The Private Law of Terror

By: Aaron D. Simowitz*

Abstract

When we think of the law of terrorism, we think of the state and the terrorists. We think of the many steps that states take to detect, deter, and destroy terrorist groups. But that frame captures only a small piece of the overall picture of terrorism regulation. Regulation directed at and shaped by terrorism policy has inserted itself into many facets of private life. These interventions distort private law in predictable ways. These interventions are always presented as exceptions: terrorism is different, so they say. But these exceptions are generative. Terrorism has become the testing ground for new and different ideas about how to regulate private conduct—ideas that have a tendency to spread beyond the borders of terror policy.

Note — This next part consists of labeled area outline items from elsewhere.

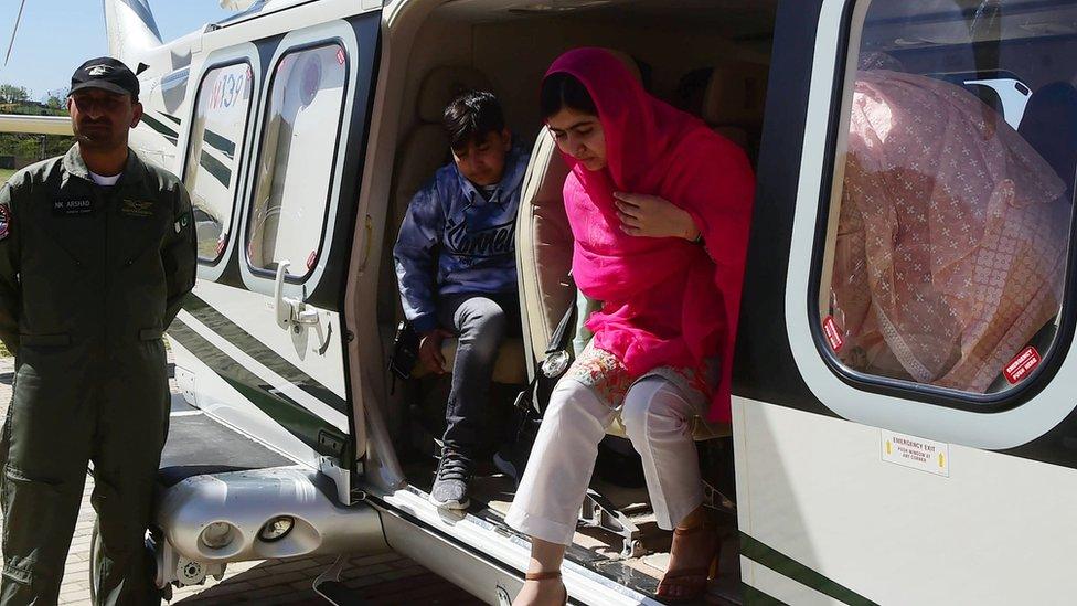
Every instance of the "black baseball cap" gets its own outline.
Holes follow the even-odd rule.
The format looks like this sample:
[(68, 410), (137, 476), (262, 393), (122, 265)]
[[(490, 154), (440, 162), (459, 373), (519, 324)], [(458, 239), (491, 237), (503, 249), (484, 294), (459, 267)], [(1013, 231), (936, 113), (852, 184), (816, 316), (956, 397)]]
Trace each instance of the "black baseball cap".
[(83, 88), (102, 88), (138, 100), (138, 78), (122, 61), (99, 56), (83, 63), (71, 76), (71, 93)]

This Article examines disparate areas of U.S. law, each of which has been shaped by terror regulation. In tort, civil procedure, and banking, terror regulation has distorted the background principles guiding the intervention of law in private conduct. In tort law, terror regulation has led to a profound loosening of causation requirements, based on import of concepts from criminal law into civil liability. In civil procedure, federal statutes have expanded the power of courts to hear private terror suits and curbed the discretion of courts to stay or dismiss them. In banking law, terror regulation has led to a dramatic expansion of know-your-customer laws, as well as a persistent private litigation against multi-national banks.

Terror regulation shapes each of these bodies of law in similar and predictable ways. The state feels justified in inserting itself into private relationships more forcefully than in any other area of regulation. Protections owed to defendants are loosened, as are limitations on the power of courts. These innovations do not remain comfortably at home in the law of terrorism. They spread into other areas of private law once they have been broached in the private law of terrorism.

The private law of terror is likely to follow a different path than the public law of terror, however. In public law, terrorism legislation has displayed a “one-way ratchet” effect, making areas like criminal, immigration, and sanctions law consistently more punitive. In private law, powerful and well-organized interests, like banks and other financial intermediaries, are able to push back. Their intervention creates a different problem in private law—the rise of legislation that targets a single defendant or even a single lawsuit, like the Iran Threat Reduction Act or the recently passed Promoting Security and Justice For Victims of Terrorism Act. These laws undermine rule of law values, even if they target legitimate policy goals.

*Assistant Professor, Willamette University College of Law; Director, The Business Lawyering Institute at Willamette University; Affiliated Scholar, The Classical Liberal Institute at NYU School of Law. I owe great thanks to Pamela Bookman, John Coyle, Jeff Dobbins, Bill Dodge, Maggie Gardner, Andrew Gilden, Maryam Jamshidi, Chimène Keitner, Alyssa King, Karen Sandrik, Linda Silberman, Shirin Sinnar, Symeon Symeonides, and to all the participants in the Pacific Northwest Junior Scholars’ Workshop, the Brooklyn Law School Business Law Scholar’s Roundtable, the Rocky Mountain Junior Scholars’ Conference, the Northwestern Pritzker School of Law Civil Procedure Workshop, the annual Conference for Northern California International Law Scholars, and the American Association of Law Schools Annual Conference’s panel on “Changing Concepts of International Economic Security & the Law.” I am deeply grateful to Mary Rumsey and Andie Harrison-Doherty for outstanding research assistance.